- Thomas Thurston
Data science vs intuition: which is better?
As data scientists, a lot of people ask us if data science is better than human intuition. We’ve never been comfortable with the question and here’s why: it’s a false choice. Yet since this question comes up so often, let’s take a minute to flesh it out a bit.
For starters, non-data science businesspeople often look at relatively small samples, but in more depth. A retired CEO may have worked for 10 companies during her career (tiny sample), but she knows each story in rich detail. She knows the tangible facts (ex. financial outcomes) and intangible tidbits (ex. how a drunk Vice President nearly ruined everything at the holiday party).
Data scientists, on the other hand, tend to look at larger samples, but often in less depth. They may examine 10,000 corporate holiday parties to accurately predict when VPs will get drunk and cause a ruckus, but they may not know what soothing words were used to talk a specific drunkard down from the radio antenna.
Both perspectives are important. For example, knowing cases in greater depth ensures that quantitative research is grounded in real-world causality and is less likely to be spurious. Intuition can also help data scientists figure out what variables to consider and how to build an appropriate model.

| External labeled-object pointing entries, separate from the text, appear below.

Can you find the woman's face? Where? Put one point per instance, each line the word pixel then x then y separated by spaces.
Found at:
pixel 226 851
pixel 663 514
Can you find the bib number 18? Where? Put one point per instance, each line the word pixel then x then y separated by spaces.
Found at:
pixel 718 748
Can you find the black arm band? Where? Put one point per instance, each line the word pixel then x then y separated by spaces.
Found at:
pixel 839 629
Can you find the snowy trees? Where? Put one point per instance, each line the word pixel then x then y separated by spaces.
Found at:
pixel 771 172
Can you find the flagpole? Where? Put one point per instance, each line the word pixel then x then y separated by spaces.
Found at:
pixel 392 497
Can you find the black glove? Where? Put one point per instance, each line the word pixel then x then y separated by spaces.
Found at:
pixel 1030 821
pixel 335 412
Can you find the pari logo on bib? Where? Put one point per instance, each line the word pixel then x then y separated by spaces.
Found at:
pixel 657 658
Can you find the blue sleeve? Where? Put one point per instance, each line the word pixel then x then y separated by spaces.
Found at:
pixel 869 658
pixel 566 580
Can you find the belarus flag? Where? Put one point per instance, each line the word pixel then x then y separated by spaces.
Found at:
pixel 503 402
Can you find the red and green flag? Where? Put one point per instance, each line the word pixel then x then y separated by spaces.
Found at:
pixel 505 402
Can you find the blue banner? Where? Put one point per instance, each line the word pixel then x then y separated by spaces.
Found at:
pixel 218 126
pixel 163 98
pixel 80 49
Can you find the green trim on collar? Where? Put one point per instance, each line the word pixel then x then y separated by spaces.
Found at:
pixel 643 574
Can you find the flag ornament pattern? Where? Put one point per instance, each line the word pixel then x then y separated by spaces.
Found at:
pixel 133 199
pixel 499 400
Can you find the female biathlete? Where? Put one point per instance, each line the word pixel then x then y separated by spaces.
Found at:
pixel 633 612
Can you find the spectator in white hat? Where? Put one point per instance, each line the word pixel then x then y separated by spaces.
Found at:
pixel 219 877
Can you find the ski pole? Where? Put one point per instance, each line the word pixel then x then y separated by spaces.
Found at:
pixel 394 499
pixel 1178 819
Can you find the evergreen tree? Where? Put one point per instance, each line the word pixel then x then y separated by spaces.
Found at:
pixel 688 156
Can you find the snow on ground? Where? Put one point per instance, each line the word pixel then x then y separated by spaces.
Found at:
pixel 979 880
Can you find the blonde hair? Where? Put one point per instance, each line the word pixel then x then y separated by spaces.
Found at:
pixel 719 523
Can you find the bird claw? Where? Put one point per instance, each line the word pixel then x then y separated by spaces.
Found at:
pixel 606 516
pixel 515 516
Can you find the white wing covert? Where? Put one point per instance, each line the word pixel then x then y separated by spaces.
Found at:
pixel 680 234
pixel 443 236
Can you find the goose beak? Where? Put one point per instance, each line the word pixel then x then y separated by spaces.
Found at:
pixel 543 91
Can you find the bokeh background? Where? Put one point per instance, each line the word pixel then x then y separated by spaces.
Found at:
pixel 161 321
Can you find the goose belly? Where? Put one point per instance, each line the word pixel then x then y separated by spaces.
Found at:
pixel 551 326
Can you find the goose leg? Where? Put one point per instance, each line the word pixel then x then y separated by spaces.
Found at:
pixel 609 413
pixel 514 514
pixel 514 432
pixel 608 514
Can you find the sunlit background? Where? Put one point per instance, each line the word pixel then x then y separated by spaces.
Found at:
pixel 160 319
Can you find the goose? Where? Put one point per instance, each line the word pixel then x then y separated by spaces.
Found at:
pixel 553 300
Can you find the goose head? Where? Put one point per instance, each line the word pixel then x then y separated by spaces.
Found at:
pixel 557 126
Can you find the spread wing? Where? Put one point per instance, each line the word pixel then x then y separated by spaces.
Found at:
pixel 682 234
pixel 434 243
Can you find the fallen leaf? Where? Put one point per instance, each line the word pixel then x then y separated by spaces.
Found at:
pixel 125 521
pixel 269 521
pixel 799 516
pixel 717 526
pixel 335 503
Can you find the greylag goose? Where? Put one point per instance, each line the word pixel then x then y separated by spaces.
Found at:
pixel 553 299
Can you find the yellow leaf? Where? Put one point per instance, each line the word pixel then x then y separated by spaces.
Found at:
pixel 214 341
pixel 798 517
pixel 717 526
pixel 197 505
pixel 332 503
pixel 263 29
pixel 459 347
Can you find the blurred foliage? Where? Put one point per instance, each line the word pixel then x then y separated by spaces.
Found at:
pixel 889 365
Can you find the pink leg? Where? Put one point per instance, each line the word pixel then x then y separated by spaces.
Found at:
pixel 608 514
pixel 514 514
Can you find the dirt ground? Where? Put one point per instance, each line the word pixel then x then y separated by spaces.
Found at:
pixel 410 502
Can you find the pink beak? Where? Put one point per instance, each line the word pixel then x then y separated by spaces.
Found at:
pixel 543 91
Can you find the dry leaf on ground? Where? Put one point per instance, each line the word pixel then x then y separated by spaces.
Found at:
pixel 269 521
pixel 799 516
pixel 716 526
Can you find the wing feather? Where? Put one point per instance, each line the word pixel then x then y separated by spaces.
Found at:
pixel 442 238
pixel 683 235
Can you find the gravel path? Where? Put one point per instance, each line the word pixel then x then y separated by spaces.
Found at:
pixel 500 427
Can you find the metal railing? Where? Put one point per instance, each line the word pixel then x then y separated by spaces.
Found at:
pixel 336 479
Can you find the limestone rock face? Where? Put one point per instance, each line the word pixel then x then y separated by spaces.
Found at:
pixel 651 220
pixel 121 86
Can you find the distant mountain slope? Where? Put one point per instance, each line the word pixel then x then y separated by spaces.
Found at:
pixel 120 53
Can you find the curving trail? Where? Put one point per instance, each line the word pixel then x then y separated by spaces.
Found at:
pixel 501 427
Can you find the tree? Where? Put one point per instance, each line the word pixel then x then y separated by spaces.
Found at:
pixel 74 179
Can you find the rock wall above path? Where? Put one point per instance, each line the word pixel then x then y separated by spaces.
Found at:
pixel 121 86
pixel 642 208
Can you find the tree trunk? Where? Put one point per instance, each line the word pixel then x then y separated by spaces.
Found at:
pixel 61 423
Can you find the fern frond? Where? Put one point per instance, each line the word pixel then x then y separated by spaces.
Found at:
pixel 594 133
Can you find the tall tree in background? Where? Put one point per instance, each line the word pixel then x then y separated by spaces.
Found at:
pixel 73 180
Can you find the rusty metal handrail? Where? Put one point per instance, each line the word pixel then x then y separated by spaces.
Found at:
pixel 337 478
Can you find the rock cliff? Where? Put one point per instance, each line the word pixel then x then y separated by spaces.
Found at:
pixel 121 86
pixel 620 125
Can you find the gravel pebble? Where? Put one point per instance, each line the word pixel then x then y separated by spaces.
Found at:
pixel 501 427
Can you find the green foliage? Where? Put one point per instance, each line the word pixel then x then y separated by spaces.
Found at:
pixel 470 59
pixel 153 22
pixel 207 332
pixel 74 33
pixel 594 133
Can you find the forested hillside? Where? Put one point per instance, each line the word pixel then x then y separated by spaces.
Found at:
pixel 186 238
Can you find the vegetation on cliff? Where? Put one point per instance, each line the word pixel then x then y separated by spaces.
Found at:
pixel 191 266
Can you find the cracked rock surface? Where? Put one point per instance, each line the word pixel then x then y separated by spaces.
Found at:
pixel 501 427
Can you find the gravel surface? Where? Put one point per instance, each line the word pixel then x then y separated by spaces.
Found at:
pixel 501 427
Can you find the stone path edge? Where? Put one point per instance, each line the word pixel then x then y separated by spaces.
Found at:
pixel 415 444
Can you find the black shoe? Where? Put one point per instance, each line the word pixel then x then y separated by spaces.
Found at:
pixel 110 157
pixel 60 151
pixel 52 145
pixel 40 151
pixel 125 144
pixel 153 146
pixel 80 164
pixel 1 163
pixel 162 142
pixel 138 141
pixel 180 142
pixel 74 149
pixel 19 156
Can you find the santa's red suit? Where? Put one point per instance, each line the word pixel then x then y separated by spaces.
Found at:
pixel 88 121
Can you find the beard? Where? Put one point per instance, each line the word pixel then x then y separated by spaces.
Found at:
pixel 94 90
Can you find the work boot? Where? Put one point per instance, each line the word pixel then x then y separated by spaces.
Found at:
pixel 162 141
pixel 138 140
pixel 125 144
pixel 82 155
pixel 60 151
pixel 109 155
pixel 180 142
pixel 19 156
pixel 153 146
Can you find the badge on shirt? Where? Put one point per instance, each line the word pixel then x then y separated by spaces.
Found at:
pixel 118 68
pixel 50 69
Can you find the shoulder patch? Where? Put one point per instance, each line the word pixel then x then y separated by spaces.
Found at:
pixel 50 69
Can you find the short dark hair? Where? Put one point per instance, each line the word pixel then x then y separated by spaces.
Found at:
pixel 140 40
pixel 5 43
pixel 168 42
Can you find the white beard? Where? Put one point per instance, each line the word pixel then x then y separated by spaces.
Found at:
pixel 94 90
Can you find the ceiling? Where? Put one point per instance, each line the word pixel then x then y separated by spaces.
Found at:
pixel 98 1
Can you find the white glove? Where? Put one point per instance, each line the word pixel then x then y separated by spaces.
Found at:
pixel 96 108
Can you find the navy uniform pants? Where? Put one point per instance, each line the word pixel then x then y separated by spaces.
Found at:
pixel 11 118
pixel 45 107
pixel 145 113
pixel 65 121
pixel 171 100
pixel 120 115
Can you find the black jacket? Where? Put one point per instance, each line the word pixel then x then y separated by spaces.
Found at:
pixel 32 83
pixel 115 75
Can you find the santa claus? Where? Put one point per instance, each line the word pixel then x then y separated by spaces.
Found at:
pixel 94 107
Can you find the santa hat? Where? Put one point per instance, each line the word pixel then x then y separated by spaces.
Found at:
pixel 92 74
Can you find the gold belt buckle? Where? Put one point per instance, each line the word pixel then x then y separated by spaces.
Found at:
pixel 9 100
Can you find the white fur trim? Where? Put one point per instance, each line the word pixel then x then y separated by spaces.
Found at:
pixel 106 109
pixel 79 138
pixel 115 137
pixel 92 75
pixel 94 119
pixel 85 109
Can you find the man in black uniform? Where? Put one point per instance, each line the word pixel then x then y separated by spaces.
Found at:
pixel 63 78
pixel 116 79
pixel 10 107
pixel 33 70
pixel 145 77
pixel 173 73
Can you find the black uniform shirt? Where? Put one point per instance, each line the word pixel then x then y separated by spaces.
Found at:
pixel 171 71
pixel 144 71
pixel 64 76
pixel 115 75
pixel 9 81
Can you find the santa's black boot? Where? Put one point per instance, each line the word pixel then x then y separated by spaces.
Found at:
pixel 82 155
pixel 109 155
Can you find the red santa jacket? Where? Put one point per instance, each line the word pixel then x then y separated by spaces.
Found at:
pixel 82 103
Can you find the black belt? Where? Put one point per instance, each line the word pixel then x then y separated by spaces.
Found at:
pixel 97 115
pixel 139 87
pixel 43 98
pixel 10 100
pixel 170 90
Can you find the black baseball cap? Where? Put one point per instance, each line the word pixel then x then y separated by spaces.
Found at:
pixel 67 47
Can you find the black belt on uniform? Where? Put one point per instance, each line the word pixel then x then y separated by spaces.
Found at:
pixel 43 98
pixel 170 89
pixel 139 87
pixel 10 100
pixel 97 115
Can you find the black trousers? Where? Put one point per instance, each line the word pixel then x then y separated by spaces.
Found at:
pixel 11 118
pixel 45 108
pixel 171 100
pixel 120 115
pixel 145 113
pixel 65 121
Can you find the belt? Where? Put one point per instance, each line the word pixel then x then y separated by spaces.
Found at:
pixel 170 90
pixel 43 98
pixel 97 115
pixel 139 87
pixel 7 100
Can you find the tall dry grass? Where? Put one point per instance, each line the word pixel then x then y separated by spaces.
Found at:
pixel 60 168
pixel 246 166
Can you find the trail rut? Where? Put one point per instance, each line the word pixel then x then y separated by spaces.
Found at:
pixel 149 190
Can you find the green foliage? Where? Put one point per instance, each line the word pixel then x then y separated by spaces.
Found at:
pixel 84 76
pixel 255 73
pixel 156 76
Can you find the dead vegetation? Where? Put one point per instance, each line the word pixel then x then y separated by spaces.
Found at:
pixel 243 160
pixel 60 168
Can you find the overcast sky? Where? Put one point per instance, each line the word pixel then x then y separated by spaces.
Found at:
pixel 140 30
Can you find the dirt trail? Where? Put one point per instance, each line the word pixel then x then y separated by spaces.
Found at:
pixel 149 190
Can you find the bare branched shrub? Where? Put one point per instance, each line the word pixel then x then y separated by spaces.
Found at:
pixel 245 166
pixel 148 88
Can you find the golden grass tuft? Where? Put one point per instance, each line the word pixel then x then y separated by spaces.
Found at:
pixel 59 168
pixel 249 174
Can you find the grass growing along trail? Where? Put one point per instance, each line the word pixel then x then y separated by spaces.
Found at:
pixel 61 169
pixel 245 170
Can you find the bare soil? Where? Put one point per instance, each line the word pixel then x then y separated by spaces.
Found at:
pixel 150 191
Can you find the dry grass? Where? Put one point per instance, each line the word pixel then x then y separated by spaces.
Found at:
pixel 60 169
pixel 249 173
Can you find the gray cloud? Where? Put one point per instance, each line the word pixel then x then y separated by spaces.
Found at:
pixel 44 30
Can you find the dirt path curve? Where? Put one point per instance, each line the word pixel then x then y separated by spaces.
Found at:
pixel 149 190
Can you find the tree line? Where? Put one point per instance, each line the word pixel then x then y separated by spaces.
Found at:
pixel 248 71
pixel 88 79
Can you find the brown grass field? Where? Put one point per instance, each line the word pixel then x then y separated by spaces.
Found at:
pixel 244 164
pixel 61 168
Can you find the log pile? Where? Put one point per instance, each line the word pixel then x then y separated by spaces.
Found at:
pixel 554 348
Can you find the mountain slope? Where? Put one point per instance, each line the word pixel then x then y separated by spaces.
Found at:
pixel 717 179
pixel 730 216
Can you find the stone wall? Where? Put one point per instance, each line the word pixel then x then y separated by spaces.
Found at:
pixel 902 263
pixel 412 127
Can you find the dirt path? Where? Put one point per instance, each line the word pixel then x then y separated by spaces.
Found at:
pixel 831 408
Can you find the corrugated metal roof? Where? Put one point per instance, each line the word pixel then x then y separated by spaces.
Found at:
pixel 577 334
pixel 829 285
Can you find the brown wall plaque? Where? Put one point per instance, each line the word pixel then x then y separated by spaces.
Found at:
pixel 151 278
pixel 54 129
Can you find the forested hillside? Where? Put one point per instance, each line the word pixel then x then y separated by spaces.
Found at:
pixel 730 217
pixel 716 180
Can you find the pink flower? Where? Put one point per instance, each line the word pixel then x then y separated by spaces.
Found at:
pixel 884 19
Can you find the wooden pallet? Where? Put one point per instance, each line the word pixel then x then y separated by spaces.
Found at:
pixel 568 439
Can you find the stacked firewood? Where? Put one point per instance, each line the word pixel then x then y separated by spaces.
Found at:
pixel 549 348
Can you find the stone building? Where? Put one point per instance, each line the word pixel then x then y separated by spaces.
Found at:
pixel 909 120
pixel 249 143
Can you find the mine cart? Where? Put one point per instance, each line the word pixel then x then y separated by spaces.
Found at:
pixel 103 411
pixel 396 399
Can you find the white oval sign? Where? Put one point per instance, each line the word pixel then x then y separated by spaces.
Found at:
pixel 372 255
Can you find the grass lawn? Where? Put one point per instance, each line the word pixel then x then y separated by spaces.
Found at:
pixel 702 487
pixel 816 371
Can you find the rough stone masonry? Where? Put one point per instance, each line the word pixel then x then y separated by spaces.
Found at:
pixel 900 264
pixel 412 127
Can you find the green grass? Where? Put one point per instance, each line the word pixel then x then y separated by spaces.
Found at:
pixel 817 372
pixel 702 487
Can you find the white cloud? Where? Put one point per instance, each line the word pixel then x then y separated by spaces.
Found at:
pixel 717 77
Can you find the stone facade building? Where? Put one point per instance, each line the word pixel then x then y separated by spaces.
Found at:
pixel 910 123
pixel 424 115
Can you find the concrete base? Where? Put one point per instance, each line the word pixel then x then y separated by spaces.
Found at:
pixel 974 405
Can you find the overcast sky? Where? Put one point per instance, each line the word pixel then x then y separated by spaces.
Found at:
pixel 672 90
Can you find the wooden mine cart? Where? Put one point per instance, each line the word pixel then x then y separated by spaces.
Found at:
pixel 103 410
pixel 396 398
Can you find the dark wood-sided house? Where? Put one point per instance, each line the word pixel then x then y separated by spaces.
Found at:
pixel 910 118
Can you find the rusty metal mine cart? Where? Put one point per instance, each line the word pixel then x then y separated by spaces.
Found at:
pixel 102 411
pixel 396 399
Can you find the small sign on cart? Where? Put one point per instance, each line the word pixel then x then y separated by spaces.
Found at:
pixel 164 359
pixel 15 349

Meanwhile there’s something to be said about statistics and larger samples. Nobody with a terminal illness wants to hear the doctor say “I’ve only given out this pill twice. Both patients died, but I knew each of them really well.” It would be a lot better to hear “this pill has been given out 10,000 times and only two people have ever died. I never met those two people, but there’s a 99.98% chance the pill will cure you.”
The best of both worlds is, of course, large samples that are understood in great depth. That’s the holy-grail.
Non-data science approaches also tend to be faster at first, but slower later on. For example, a lot of business decisions have to be made quickly. There isn’t time to build a predictive model or to even glance around for patterns. If your customer threatens to walk out the door unless you say “yes or no” in the next three seconds, you’d better say something… quick.
Relying on your wits is part of doing business. However if there are big problems that keep resurfacing, it’s a lot slower to go on guessing. If you don’t bring data science or some other form of rigor to the table you may never get a grip on what the underlying problem is. In the long term it’s a lot slower to treat the symptoms (keep guessing) than to cure the heart of the disease (ex. use data science).
In contrast, data science is often slower at first, but faster later on. It can take hours, months or even generations for data science to model, predict or solve some of business’s toughest riddles. However once you’ve built a robust tool, it’s relatively fast and easy to handle or even prevent those problems if they threaten to pop up again.
A final difference is the “intuitive-ness” of the answer. If you’re facing a problem where the answer is intuitive, then human intuition may be a good tool for solving it. Yet if you’re facing a problem where the answer may be counter-intuitive, data science is a good approach since human intuition is more likely to lead you astray.
While these are generalizations (exceptions certainly exist), data science and non-data-science-based approaches tend to differ in the following ways:
Seen this way, the guiding question becomes: what circumstances are you in? What kind of problem are you trying to solve?
If you need a quick decision for a highly intuitive problem that isn’t likely to come up again, a non-data-science-based approach may be good enough. However if you have a big problem that keeps coming up and the answer may be counter-intuitive, data science is probably the way to go if you’re willing to do some extra diligence up-front.
Perhaps the most exciting thing about intuition and data science is how well they complement each other. Like an old married couple, each one’s strengths complement the others’ weaknesses. They also help each other grow. Intuition can give data science a place to start looking for patterns and add depth to what patterns are revealed. Meanwhile the lessons learned through data science can become part of people’s intuitive understanding of the world and how it works.
So we beg you; resist temptation to pit one against the other. We’re not being diplomatic. The reality is, intuition and data science are good at different things. Like a shovel and a garden hose – you need them both, but for different tasks. It isn’t us versus them. It’s us plus them.